AlibabaがスマートグラスQuark AI Glasses発表、中国市場でMeta Ray-Banに対抗

[更新]2025年11月27日

 - innovaTopia - (イノベトピア)

Alibabaは2025年11月27日、AI搭載スマートグラス「Quark AI Glasses」を発売した。製品は2つのバリエーションで展開され、S1モデルが536ドルからG1モデルが約268ドルからとなっている。

デバイスにはAlibabaのQwen AIモデルが統合されており、新たにローンチされたQwenアプリとも連携する。レンズは実質的にスクリーンであり、フレームにはカメラが組み込まれている。主な機能として、移動中の翻訳、AI生成の議事録、バーチャルアシスタントへの質問、Taobaoでの価格表示などが含まれる。当初は中国で発売され、XiaomiやXrealなどの国内企業と競合する。

Omdiaの予測によると、AIグラスの出荷台数は2026年までに1,000万台を超え、2025年から倍増する見込みだ。AlibabaのQwenアプリはパブリックベータローンチの最初の1週間で1,000万ダウンロードを記録している。

From: 文献リンクAlibaba’s AI glasses to rival Meta go on sale for $500

【編集部解説】

Alibabaが発表したQuark AI Glassesは、同社にとってスマートグラス市場への本格的な参入を意味します。これまでクラウドやAIモデルの開発に注力してきた同社が、ハードウェアという新たな領域へ踏み出したことは、AI競争が次のフェーズに移行していることを示しています。
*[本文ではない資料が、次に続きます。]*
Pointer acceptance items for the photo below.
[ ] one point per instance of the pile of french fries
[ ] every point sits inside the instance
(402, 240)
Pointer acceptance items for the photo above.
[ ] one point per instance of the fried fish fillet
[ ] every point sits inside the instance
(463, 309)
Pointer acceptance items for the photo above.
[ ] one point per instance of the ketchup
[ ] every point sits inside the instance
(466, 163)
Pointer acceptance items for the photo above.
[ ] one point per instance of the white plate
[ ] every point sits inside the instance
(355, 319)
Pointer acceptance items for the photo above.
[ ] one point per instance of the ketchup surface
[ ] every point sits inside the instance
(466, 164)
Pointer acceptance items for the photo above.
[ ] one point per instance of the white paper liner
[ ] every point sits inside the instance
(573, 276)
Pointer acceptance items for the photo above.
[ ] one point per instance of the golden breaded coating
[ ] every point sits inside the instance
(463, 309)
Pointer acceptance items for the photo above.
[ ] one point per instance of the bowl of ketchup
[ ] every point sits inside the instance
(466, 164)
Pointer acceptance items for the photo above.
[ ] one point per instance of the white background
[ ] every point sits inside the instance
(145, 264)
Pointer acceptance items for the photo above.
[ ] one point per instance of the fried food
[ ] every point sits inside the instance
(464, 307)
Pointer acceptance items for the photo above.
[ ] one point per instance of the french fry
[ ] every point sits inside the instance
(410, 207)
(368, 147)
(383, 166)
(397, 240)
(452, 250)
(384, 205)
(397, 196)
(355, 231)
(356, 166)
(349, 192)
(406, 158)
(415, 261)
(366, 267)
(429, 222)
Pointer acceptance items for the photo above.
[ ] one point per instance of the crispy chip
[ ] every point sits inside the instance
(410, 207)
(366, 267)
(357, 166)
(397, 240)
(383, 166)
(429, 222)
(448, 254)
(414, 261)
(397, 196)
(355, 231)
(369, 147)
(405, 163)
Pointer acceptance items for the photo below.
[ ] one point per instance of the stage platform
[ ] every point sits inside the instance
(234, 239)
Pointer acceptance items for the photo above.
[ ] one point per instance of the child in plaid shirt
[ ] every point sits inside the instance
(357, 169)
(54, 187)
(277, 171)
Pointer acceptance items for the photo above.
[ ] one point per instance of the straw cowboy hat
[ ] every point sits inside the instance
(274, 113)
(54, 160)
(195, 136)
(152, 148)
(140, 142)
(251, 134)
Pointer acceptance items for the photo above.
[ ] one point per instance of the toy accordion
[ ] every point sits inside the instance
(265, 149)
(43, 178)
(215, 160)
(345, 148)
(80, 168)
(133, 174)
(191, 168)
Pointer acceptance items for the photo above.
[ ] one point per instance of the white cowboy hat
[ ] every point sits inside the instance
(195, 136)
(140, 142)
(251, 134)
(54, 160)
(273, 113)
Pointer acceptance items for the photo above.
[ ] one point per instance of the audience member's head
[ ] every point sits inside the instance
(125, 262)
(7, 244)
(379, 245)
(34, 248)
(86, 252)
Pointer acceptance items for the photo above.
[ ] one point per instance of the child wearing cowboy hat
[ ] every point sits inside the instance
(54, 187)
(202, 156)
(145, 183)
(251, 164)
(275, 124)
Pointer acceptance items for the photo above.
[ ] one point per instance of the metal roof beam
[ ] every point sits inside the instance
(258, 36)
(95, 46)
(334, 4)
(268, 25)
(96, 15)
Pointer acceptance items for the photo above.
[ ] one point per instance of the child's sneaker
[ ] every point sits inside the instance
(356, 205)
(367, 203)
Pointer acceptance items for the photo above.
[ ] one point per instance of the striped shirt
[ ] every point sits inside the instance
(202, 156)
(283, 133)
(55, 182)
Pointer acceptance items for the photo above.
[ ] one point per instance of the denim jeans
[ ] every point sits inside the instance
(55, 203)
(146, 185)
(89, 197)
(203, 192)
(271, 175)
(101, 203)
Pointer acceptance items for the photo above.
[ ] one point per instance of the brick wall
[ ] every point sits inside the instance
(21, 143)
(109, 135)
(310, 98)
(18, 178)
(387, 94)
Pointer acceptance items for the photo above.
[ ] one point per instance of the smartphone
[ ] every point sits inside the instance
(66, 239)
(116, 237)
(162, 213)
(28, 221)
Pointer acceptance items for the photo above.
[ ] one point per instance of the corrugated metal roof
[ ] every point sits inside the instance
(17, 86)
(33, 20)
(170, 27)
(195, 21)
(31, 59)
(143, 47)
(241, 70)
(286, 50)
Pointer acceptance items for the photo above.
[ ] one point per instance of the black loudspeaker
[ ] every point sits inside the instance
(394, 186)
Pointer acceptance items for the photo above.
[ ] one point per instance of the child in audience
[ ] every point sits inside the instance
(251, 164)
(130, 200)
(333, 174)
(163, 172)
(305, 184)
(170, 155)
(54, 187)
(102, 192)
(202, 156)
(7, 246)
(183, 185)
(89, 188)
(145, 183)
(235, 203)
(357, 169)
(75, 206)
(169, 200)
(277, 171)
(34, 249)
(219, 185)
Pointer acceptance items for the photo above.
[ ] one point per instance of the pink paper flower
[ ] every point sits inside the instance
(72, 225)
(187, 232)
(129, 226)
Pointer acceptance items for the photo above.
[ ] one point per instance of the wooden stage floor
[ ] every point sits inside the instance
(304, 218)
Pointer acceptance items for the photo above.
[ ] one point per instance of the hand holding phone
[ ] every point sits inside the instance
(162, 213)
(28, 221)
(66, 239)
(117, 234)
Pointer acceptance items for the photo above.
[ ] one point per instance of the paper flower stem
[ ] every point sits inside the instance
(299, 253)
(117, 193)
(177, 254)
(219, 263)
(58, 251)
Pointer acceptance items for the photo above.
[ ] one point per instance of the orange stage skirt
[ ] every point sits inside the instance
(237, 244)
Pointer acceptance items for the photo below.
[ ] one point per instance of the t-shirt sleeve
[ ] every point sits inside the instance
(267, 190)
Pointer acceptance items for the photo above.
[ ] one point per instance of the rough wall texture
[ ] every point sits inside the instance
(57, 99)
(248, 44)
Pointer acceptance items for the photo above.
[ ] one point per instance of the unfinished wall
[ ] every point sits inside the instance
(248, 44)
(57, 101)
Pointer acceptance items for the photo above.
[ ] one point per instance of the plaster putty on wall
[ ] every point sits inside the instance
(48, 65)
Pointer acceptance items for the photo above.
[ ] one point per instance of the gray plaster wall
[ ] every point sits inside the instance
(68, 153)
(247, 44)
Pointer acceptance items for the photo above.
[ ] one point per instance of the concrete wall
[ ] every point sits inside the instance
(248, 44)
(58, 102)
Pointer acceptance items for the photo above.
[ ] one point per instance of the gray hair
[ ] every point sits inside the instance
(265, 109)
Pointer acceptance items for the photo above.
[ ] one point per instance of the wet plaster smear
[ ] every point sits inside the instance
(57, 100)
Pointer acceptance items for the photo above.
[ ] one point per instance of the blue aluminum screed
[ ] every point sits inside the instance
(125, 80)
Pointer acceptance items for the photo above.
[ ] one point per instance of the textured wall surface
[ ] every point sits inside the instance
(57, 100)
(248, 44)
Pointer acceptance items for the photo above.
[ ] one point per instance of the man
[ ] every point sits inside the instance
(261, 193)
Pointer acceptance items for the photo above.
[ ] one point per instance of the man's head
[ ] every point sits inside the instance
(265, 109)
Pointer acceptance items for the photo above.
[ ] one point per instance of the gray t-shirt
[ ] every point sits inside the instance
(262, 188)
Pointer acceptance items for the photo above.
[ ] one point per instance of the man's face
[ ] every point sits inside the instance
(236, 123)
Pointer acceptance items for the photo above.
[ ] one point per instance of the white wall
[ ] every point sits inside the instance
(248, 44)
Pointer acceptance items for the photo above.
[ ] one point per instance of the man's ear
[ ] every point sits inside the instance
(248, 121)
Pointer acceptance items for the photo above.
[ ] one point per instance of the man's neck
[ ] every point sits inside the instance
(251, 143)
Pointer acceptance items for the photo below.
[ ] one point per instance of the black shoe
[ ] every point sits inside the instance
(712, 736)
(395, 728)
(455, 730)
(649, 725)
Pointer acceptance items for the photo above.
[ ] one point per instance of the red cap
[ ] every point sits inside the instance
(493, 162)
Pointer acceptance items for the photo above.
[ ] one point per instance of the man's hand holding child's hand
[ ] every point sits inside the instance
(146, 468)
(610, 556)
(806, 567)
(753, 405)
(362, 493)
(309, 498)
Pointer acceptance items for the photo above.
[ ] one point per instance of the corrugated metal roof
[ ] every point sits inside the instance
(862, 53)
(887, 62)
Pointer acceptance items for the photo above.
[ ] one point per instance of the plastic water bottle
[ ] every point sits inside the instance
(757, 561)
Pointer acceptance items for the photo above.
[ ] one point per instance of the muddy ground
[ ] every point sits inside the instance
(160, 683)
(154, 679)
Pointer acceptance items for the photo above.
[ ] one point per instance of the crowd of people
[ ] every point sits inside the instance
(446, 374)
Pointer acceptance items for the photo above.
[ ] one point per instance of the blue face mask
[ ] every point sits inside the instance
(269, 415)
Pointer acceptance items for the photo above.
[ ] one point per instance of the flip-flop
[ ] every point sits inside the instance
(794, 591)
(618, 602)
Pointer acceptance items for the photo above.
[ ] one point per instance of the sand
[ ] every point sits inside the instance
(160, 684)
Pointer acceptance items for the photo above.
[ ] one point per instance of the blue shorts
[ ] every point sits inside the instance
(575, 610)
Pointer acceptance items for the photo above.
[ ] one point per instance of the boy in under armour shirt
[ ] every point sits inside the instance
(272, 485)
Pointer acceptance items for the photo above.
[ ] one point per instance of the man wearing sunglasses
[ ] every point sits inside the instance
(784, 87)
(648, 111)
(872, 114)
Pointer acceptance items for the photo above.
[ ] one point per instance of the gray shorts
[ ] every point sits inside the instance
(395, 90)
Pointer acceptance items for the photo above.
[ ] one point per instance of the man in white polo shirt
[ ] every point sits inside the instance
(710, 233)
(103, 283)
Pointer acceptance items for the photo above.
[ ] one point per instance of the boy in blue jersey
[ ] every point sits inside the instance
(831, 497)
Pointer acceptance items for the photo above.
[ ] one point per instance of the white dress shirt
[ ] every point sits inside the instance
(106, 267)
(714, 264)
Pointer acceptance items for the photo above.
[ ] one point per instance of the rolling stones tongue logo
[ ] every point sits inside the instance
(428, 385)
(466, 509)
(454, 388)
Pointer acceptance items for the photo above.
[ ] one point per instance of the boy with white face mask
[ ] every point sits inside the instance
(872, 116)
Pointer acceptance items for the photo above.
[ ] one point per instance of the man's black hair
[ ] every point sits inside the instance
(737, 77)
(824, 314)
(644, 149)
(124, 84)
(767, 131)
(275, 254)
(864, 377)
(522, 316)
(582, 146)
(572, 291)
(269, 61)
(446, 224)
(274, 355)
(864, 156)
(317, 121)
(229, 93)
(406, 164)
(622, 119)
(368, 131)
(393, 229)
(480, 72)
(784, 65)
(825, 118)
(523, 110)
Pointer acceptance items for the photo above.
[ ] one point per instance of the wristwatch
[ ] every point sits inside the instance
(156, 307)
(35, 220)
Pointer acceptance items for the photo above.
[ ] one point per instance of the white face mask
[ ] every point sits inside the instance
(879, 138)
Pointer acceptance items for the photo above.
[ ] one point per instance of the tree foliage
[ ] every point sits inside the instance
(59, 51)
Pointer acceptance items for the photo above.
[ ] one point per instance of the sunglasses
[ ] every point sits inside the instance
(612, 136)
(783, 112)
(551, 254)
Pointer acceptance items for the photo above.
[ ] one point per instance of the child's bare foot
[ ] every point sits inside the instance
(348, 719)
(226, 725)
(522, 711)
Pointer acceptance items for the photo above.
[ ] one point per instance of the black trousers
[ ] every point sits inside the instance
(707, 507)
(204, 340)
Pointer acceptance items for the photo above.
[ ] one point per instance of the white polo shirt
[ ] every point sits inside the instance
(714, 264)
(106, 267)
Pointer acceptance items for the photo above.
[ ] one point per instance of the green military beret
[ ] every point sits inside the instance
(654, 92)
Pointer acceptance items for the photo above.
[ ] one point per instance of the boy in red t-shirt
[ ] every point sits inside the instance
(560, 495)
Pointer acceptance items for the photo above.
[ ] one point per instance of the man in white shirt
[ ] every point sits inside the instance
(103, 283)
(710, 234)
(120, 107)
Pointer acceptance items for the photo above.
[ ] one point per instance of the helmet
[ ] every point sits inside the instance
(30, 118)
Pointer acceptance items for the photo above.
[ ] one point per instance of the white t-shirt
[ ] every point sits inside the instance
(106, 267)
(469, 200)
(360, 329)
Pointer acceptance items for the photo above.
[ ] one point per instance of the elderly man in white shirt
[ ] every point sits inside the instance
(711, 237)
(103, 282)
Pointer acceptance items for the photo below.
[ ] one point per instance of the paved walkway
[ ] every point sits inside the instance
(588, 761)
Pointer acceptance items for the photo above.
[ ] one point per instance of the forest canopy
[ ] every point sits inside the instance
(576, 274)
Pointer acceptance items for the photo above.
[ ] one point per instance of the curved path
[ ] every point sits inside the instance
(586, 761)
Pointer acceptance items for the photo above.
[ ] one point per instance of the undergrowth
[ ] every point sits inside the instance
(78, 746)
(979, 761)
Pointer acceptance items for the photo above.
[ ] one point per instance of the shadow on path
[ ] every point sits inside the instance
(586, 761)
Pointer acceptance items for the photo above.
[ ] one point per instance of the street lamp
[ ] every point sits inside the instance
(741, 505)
製品ラインナップは2種類で、上位モデルのS1は536ドルから、下位モデルのG1は約268ドルからとなっています。最大の違いはディスプレイの有無です。S1には半透明のマイクロLEDディスプレイが搭載されており、視界にコンテキスト情報を重ねて表示できます。一方、G1はディスプレイを省略することで価格を抑え、音声とカメラ機能に特化した設計となっています。

技術的な特徴として、両モデルともQualcommのSnapdragon AR1プラットフォームを採用しており、AI処理に最適化されたニューラルプロセッシングユニットを搭載しています。S1の詳細なスペックとしては、Sony製IMX681センサー(12MP、109度視野角)、骨伝導マイクを含む5つのマイクロフォン、デュアル10mmスピーカー、交換可能な280mAhバッテリーなどが含まれます。バッテリーは約7時間アクティブ使用/スタンバイ25時間程度持続し、複数の充電方法が用意されているため、実用性の高い設計となっています。

Alibabaがこのタイミングでスマートグラスをリリースした背景には、同社のAI戦略の転換があります。11月に公開されたQwenアプリは、公開ベータの最初の1週間で1,000万ダウンロードを記録し、消費者向けAI市場での強い需要を証明しました。このモメンタムを活かし、ハードウェアとソフトウェアを統合したエコシステムを構築することで、ユーザーをAlibabaのプラットフォームに囲い込む狙いがあります。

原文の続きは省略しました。